Finalmente encuentra solución a su angustia, la única que de su voluntad depende y de su escasa inventiva puede desprenderse. Un reemplazo. Una compensación. Una esencia que se intensifique día a día, que devuelva el equilibrio a los espacios cada día más inodoros e irreales. Luego de cerrar definitivamente el departamento de la calle Arenales, que sus padres le habían regalado como regalo de casamiento (ese día le parecía tan lejano como las fotos  polaroid), anunció que se tomaba vacaciones. Una licencia en el trabajo, un par de llamados completaron los preámbulos  de su viaje a la Isla Crozet. Cambiar de aire.
Llevado el perro a casa de su hermano, que los había presentado a fines de los noventa  (ella usaba el pelo corto entonces y parecía casi un muchacho), Pablo se murió de tristeza, asistido por unos cortes oportunos y llevándose consigo todos los simulacros de Betiana que flotaban en el aire dormido. Su cuerpo se descompuso partícula por partícula, aceleradamente, combinándose y fundiéndose con las que quedaban de la presencia ya casi imperceptible de ella.

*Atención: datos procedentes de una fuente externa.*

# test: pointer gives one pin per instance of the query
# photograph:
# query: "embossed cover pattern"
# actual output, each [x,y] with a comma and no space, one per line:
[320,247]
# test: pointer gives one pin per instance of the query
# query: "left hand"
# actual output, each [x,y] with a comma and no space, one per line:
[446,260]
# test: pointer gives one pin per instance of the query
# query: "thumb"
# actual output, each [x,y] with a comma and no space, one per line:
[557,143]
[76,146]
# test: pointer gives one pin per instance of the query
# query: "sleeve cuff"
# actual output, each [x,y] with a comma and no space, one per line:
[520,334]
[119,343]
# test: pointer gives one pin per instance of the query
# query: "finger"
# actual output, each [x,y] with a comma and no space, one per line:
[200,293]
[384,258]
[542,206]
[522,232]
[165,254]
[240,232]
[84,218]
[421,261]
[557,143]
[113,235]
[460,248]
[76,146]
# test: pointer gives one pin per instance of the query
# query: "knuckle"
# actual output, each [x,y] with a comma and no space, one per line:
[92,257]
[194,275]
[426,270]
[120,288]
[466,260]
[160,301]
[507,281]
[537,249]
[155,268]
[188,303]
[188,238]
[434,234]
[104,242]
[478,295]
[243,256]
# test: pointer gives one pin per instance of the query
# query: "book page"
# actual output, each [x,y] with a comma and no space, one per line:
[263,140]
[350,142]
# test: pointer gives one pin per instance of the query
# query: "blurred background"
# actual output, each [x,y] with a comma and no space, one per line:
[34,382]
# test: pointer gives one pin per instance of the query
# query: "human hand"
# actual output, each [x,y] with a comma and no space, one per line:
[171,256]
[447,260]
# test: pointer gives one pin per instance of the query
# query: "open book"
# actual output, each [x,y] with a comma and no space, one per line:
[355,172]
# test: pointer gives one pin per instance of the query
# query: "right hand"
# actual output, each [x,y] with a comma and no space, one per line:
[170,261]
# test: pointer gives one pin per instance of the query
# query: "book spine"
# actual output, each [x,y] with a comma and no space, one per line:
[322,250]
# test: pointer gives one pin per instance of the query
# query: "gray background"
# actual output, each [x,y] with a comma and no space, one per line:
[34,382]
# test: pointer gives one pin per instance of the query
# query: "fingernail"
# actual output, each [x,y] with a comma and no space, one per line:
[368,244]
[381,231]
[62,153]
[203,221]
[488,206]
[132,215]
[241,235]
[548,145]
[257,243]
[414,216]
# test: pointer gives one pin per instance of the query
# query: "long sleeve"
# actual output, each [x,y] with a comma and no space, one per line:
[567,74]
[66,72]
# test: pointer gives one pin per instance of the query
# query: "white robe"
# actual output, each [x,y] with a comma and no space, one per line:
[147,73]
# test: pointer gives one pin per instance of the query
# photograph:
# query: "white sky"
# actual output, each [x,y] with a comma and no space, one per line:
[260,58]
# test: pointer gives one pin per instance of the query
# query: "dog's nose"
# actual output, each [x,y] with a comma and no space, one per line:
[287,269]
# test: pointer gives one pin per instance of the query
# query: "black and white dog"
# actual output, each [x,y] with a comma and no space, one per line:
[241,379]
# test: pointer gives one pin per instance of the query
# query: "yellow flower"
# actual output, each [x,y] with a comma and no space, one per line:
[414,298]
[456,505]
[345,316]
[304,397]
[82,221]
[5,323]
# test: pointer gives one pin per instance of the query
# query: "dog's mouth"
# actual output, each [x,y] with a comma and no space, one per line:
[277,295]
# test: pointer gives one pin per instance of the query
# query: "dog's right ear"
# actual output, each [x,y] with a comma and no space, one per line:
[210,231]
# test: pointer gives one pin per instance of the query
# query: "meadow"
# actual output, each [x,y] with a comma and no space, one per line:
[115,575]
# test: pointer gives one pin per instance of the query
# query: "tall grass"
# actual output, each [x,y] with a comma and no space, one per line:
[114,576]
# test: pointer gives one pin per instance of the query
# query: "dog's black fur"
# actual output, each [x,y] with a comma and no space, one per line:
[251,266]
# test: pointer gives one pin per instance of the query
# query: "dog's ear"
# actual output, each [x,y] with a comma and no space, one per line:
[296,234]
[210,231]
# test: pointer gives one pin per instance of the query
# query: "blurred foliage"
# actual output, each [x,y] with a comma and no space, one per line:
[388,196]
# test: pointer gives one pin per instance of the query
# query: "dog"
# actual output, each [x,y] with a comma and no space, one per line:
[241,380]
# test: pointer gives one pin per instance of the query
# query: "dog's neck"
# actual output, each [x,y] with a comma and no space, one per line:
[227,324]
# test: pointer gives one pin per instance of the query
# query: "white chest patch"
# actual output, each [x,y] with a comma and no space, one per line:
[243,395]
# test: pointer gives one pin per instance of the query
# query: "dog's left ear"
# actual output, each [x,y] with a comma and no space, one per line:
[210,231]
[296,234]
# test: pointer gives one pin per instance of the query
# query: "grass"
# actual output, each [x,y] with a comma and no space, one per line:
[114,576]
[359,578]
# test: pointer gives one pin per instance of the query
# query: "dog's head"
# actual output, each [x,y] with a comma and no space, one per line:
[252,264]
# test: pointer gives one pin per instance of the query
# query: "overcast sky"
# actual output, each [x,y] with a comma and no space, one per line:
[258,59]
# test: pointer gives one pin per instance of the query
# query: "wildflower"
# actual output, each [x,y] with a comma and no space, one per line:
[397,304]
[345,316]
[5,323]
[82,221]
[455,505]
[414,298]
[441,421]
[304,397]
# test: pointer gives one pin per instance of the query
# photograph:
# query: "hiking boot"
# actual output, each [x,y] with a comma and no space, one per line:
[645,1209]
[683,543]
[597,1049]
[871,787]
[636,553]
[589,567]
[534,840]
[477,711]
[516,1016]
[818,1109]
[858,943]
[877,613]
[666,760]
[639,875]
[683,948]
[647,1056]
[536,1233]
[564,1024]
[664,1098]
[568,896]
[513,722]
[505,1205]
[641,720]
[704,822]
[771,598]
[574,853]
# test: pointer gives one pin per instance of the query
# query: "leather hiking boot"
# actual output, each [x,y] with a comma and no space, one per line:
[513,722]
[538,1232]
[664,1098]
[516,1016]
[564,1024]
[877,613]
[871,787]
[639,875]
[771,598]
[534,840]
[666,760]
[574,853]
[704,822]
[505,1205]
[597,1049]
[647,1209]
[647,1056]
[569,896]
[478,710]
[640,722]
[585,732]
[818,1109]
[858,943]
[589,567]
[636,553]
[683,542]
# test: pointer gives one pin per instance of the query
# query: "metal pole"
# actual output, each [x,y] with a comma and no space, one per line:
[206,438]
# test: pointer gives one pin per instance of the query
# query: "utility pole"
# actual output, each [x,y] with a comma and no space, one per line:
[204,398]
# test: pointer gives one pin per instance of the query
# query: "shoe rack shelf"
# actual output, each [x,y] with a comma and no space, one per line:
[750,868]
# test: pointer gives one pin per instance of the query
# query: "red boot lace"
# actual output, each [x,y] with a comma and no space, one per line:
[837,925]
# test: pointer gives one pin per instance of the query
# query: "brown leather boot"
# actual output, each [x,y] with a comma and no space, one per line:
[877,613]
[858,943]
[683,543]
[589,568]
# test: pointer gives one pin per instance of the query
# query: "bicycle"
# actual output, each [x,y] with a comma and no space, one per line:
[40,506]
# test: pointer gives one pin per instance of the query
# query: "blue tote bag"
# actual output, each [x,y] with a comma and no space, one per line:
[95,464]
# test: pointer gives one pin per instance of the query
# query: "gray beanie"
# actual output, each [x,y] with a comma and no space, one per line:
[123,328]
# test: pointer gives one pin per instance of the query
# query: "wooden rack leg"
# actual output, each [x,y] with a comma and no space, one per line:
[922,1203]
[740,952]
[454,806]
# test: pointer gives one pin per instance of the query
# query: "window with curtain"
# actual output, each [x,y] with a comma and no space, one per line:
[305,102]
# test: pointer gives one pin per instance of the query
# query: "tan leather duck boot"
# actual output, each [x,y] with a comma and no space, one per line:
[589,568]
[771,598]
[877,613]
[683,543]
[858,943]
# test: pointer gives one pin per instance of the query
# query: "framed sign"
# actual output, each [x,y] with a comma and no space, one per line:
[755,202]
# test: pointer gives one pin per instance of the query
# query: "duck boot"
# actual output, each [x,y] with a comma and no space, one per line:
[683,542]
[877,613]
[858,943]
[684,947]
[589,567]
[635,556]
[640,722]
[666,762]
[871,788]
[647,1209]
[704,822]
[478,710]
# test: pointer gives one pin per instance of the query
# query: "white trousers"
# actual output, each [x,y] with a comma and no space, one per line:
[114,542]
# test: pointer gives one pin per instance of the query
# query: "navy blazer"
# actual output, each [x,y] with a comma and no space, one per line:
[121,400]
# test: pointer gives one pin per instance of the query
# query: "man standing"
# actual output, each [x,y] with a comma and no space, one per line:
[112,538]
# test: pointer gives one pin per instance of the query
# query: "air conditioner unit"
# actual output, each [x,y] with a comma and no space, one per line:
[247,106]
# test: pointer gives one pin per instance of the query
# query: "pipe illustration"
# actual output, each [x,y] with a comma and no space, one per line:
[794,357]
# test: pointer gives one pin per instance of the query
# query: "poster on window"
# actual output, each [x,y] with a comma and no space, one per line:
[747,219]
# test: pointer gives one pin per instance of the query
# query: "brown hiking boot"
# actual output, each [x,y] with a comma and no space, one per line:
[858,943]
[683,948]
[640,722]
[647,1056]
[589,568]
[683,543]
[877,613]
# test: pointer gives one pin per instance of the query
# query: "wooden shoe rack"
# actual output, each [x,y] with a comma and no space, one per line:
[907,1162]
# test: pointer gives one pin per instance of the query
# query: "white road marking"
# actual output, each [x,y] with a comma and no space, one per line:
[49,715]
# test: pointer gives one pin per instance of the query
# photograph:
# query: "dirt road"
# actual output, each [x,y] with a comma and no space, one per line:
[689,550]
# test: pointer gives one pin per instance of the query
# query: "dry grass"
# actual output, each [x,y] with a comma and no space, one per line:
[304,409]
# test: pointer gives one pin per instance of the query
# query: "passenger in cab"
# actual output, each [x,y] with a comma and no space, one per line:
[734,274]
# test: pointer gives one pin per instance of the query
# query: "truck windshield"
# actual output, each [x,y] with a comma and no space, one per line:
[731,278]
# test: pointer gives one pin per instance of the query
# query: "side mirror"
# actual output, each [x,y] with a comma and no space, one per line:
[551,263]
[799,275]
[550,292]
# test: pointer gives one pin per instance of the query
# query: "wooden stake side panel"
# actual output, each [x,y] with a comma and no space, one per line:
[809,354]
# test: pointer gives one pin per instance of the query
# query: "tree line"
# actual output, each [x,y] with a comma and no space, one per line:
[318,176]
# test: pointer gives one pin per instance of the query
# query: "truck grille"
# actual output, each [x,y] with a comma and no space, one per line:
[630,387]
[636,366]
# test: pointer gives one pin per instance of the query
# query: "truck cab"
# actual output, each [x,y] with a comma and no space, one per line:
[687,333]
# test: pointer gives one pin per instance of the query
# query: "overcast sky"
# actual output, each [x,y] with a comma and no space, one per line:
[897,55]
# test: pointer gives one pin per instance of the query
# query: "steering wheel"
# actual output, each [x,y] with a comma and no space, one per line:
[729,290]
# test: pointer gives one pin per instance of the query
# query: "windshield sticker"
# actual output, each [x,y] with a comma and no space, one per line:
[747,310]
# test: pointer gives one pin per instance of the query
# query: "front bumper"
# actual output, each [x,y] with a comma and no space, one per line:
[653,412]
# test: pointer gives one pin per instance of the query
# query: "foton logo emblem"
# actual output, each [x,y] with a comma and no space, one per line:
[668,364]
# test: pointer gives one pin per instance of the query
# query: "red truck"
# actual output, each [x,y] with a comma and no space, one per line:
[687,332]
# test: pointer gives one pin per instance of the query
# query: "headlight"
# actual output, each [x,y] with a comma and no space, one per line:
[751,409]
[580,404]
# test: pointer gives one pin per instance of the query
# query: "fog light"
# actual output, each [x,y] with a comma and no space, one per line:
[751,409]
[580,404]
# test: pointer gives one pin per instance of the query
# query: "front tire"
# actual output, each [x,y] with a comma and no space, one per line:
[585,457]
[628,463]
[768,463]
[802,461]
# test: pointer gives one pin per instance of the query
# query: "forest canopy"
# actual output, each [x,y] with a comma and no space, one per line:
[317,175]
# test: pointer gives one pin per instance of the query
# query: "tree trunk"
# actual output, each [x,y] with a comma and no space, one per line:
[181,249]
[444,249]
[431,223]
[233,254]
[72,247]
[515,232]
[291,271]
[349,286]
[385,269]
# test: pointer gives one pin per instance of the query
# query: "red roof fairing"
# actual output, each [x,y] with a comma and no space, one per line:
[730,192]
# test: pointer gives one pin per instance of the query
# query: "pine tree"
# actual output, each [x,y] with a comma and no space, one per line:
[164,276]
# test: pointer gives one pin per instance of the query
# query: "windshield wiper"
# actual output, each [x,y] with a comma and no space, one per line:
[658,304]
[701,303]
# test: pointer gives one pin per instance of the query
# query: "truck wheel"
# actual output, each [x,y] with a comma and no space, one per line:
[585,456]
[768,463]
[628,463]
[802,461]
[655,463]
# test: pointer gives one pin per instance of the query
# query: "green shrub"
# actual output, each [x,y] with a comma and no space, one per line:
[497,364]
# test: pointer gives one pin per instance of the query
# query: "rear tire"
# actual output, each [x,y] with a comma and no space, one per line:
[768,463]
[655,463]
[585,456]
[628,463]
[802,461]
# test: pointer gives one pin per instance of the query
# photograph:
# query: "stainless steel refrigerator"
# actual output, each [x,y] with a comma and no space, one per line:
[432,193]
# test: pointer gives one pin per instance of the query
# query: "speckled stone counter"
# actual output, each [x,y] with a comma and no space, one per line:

Siete meses más tarde, el agente inmobiliario encargado de las guardias del departamento no puede dejar de oler el aroma dulce que para él no significa nada. El agua lavandina, el perfume ambiental y las ventanas abiertas (que vuelven los ambientes fríos más que ventilados) son apenas eficientes, pero implacables. Nada, por otra parte, que una reducción en el precio pedido por el departamento, la inflación y la escasez de oferta inmobiliaria en barrio norte no pueda solucionar. Eso por lo menos, es lo que insistentemente le dicen a Betiana los dueños de la inmobiliaria, ávidos siempre de una comisión.  A ella le importa poco, como tantas otras cosas en las que prefiere no pensar.